While I chased down opinions and information from other 777 operators, we also asked for data from our instructors. My three flights notwithstanding it became clear that while the Calculated/Totalizer anomaly was quite apparent (LAX – Australia). On many flight fuel consumption seemed higher as well. A fuel consumption anomaly is an old story and there are a number of avenues to explore; including excess cabin baggage, standard weights, aircraft weight, Jet A fuel calorific value, and others. However the Calculated/Totalizer was a pearler.

Then I sat down this week with Captain Bill Hunt, Chief Technical Pilot 777, from Boeing. With some input from a Virgin Technical Pilot, we hit on a scenario which just might address most of both issues.

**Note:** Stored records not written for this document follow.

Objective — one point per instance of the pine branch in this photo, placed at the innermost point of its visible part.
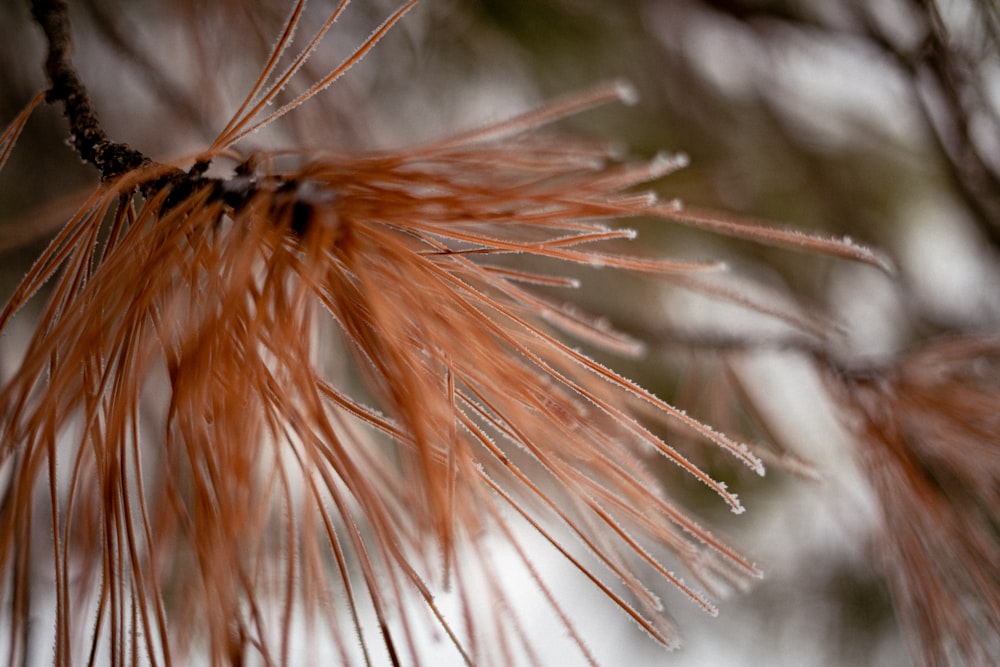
(86, 135)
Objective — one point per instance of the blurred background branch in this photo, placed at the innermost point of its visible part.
(877, 120)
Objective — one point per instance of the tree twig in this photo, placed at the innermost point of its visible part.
(86, 135)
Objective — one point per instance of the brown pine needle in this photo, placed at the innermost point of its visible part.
(307, 390)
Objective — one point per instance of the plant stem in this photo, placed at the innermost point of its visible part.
(86, 135)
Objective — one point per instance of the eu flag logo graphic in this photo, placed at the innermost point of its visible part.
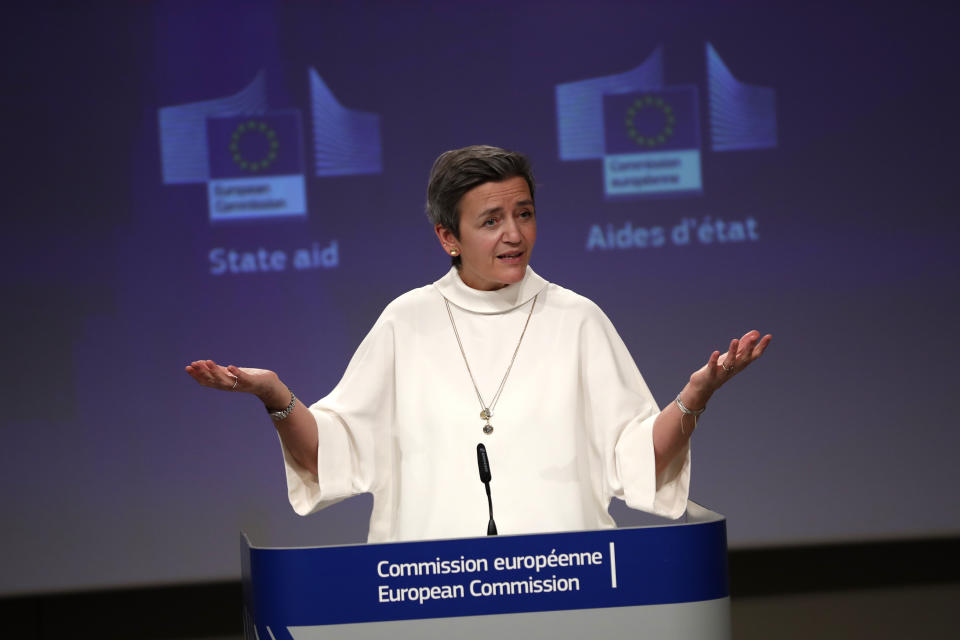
(652, 142)
(256, 166)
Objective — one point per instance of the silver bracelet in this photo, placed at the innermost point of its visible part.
(688, 412)
(277, 416)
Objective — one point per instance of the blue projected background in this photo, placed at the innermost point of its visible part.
(245, 182)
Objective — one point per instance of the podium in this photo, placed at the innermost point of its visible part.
(662, 581)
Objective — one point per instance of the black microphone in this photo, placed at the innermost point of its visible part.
(483, 463)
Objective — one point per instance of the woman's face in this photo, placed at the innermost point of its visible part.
(498, 228)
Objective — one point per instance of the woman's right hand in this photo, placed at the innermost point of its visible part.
(263, 383)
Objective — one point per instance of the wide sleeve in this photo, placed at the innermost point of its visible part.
(621, 412)
(352, 455)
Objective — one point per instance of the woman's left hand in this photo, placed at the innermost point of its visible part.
(720, 368)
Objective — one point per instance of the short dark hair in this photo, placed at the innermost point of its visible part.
(456, 172)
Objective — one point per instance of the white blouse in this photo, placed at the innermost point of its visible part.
(573, 426)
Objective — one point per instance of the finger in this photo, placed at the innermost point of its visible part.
(762, 345)
(730, 358)
(747, 344)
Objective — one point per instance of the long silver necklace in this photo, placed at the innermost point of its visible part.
(486, 411)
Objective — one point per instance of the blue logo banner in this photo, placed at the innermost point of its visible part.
(251, 146)
(490, 575)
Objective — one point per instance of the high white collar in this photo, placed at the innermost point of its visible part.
(501, 300)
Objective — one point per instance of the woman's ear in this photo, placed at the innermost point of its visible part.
(448, 241)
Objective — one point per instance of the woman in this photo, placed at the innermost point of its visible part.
(489, 353)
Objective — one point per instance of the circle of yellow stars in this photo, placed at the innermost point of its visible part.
(650, 102)
(253, 127)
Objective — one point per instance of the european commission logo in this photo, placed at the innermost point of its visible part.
(648, 134)
(252, 158)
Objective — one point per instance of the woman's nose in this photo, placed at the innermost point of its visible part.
(511, 232)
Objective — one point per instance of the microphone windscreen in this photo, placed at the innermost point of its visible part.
(483, 463)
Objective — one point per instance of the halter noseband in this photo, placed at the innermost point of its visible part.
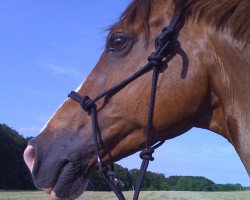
(155, 61)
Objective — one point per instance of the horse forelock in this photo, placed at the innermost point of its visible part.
(231, 14)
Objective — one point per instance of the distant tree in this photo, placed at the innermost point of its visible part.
(14, 174)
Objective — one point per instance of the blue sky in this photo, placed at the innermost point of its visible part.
(48, 47)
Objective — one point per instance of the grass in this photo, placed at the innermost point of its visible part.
(145, 195)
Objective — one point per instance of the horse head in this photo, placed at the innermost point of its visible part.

Pre-Fuelling, Fuel Stratification, FQIS Accuracy

All our flights to LA arrive in the morning; all leave in the evening. All are pre-fuelled for the evening departure up to about 90 tons of fuel (against an eventual departure fuel of 110-120 tons). The aircraft are then towed away from the stand, parked in the sun and left there, the fuel heating up, before being towed back onto stand just before refuelling for departure late in the evening. It’s a known phenomenon that such a process, particularly with large diurnal variations in temperature, can result in “fuel stratification” in the Centre Tank. Now don’t bother Googling this, because I can’t find a reference to it – but we’re theorizing that a centre tank with 40 tons of warm fuel, and 20 tons of colder fuel on top could result in an FQIS error. Imagine the following scenario:

  • The aircraft arrives in from Australia. Passengers and crew disembark and the aircraft is pre-fuelled with 90 tons. Since the mains hold about 60 tons, the mains are full and the centre tank takes the remaining 30.
  • The aircraft is now towed away to stand for the day. It’s now 9am. Any APU fuel consumption comes from the Left Main Tank. On a warm day you could expect the fuel in the tanks to warm appropriately.
  • At 9pm (or later) the aircraft is towed back to a stand. At about an hour before departure the last 10 to 20 tons of fuel is finalised and fuelled. This additional fuel comes from ground tanks which could be expected to be at a lower temperature than the fuel on the aircraft.
  • Now let’s suggest (and I have no evidence for suggesting this – it’s a hypothesis only) that the FQIS at this point is under-reading the fuel in tanks by about 1000 kg. As such the aircraft has 1000 kg (in the center tank) more than the pilots believe there is.
  • With the first engine start, the Calculated Fuel is set to the low-reading FQIS Totalizer value, and the FMC starts to subtract the fuel flow value.
  • During taxi, unless Nigel Mansel is at the tiller, there’s unlikely to be much mixing to restore accuracy to the FQIS reading. Hence the Totalizer at takeoff (and FMC Calculated) will be similar – and still reading Low.
  • Takeoff is a different story and in combination with the pitch attitudes of climb on a centre tank with at least 20 tons of empty space, you would expect mixing to take place. This would likely reduce the FQIS error, if not eliminate it all together.
  • Would the pilots notice? Probably not given they tend to be busy at this stage. Fuel is something of a low priority after takeoff – and the engines consume fuel at about 26 tons an hour during takeoff anyway. You wouldn’t see an increase, just a slightly lower decrease in fuel with the normal consumption associated with Takeoff.
  • The aircraft reaches Top of Climb. At this point the Center Tank fuel is mixed, the FQIS reading accurately. However the FMC Calculated value – divorced as it was from the Totalizer since Engine Start – is now committed to the higher value. The most obvious evidence of this “Fuel Stratification – FQIS over-read phenomenon” (if it exists) – would be a split at Top of Climb, with Calculated below Totalizer by at least the parked on stand under-read.
  • Another impact of this would be the aircraft is at least 1000 kg heavier than planned. As such you would expect the aircraft to burn 300-500 kg more over the course of the flight leg.
  • At the Destination, this scenario manifests as the FMC showing the aircraft short 1500 kg of fuel at Destination – 1000 kg due the under-read; 500 for the increased weight of the aircraft.
  • Any additional (Calculated less than Totalizer) worsens the perception of the situation as the FMC shows you arriving without Alternate Diversion fuel – even as the FQIS shows 1500 kg in the tanks the Calculated can’t see.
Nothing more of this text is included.